But Big Labor efforts to gum up the works on disclosure reform pale in comparison to the misinformation campaign launched against another Chao initiative ? the proposed new rules on eligibility for overtime. Almost as soon as the new rules were published, a study followed from the pro-union Economic Policy Institute that claimed 6 million workers would lose overtime protection under the new rules. According to the Heritage Foundation, the EPI's analysis is "riddled with inaccuracies" and should be discounted by the general public and policymakers.

The fact is, nationwide, as the Heritage Foundation reports, nearly 1.3 million low-income white-collar workers who do not currently receive overtime protections would become eligible under the new regulations.

The rules are updates to the Fair Labor Standards Act of 1938, which, among other things, established the 40-hour workweek and mandated that non-executive employees required to work more than 40 hours per week receive time-and-a-half pay. The rules relate to who is considered a supervisor or executive ? and thus not eligible or exempt from the time-and-a-half requirement ? and who is not.

Most of the 15 pages of new rules are aimed at clarifying and simplifying the tests for which employees are considered overtime eligible to update them to fit the modern workplace. Many of the regulations affected have not been updated for 50 years, and changes in the workplace have brought considerable confusion and opportunity for abuse. For example, employers can designate workers who make as little as $8,060 per year as supervisors and thus get around paying them overtime.

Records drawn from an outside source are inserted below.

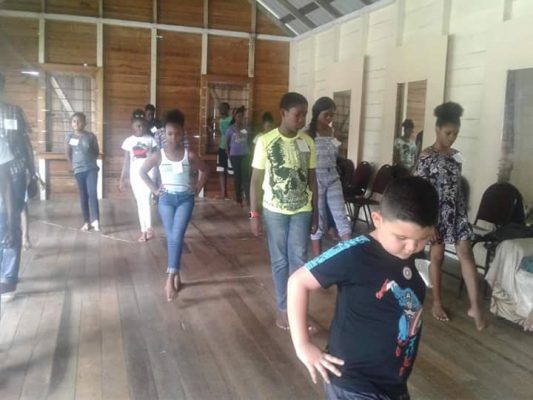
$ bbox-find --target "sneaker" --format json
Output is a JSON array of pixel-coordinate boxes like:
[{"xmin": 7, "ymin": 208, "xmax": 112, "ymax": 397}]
[{"xmin": 1, "ymin": 292, "xmax": 15, "ymax": 303}]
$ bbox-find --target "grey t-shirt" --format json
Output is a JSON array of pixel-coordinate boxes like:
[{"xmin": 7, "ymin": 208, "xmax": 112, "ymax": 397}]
[{"xmin": 65, "ymin": 132, "xmax": 98, "ymax": 174}]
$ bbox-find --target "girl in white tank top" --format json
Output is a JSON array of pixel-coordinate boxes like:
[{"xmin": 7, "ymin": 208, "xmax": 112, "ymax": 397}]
[{"xmin": 140, "ymin": 110, "xmax": 207, "ymax": 301}]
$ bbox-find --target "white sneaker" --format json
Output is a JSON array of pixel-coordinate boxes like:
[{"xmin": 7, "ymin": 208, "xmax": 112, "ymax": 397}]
[{"xmin": 2, "ymin": 292, "xmax": 15, "ymax": 303}]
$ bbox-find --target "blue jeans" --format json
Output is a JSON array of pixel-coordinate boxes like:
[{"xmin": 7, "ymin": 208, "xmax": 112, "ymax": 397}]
[
  {"xmin": 159, "ymin": 192, "xmax": 194, "ymax": 274},
  {"xmin": 0, "ymin": 171, "xmax": 26, "ymax": 292},
  {"xmin": 324, "ymin": 383, "xmax": 402, "ymax": 400},
  {"xmin": 263, "ymin": 209, "xmax": 311, "ymax": 311},
  {"xmin": 74, "ymin": 169, "xmax": 100, "ymax": 224}
]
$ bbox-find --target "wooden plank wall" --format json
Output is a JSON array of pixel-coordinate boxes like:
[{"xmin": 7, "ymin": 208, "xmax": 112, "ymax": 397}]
[
  {"xmin": 104, "ymin": 26, "xmax": 150, "ymax": 197},
  {"xmin": 0, "ymin": 18, "xmax": 39, "ymax": 141},
  {"xmin": 45, "ymin": 20, "xmax": 96, "ymax": 198},
  {"xmin": 157, "ymin": 31, "xmax": 202, "ymax": 148},
  {"xmin": 207, "ymin": 36, "xmax": 248, "ymax": 77},
  {"xmin": 252, "ymin": 41, "xmax": 290, "ymax": 129},
  {"xmin": 157, "ymin": 0, "xmax": 204, "ymax": 27},
  {"xmin": 46, "ymin": 0, "xmax": 98, "ymax": 17},
  {"xmin": 406, "ymin": 81, "xmax": 427, "ymax": 138},
  {"xmin": 0, "ymin": 0, "xmax": 289, "ymax": 197},
  {"xmin": 291, "ymin": 0, "xmax": 533, "ymax": 215}
]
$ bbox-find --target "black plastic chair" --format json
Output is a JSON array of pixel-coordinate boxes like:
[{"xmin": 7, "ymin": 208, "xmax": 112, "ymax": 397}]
[
  {"xmin": 343, "ymin": 161, "xmax": 372, "ymax": 232},
  {"xmin": 347, "ymin": 164, "xmax": 394, "ymax": 228},
  {"xmin": 472, "ymin": 183, "xmax": 525, "ymax": 276}
]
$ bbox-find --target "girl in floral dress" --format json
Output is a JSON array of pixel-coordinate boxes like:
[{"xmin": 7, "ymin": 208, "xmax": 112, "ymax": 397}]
[{"xmin": 415, "ymin": 102, "xmax": 485, "ymax": 330}]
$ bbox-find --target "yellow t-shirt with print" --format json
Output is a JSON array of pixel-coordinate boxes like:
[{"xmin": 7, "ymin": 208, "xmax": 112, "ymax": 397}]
[{"xmin": 252, "ymin": 128, "xmax": 316, "ymax": 215}]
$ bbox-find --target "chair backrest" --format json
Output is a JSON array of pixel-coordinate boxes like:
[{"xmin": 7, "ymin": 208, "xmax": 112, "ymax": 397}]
[
  {"xmin": 476, "ymin": 183, "xmax": 525, "ymax": 227},
  {"xmin": 351, "ymin": 161, "xmax": 372, "ymax": 194},
  {"xmin": 372, "ymin": 164, "xmax": 394, "ymax": 194},
  {"xmin": 337, "ymin": 157, "xmax": 355, "ymax": 189}
]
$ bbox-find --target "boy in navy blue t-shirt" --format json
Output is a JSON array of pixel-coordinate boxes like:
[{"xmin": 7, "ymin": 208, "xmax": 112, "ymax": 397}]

The rules raise that $23,660, which will make hundreds of thousands of low-level supervisors, such as those who work at burger joints and ice cream shops, eligible for overtime.

There have been numerous attempts in Congress and elsewhere to overturn these basic, fair concepts designed to protect the "little guy," and those who oppose the new rules still could hold the Labor Department appropriations legislation hostage.

Bill O'Reilly frequently asks the question, "Who's Looking Out For You?" When it comes to workers, that someone is Elaine Chao.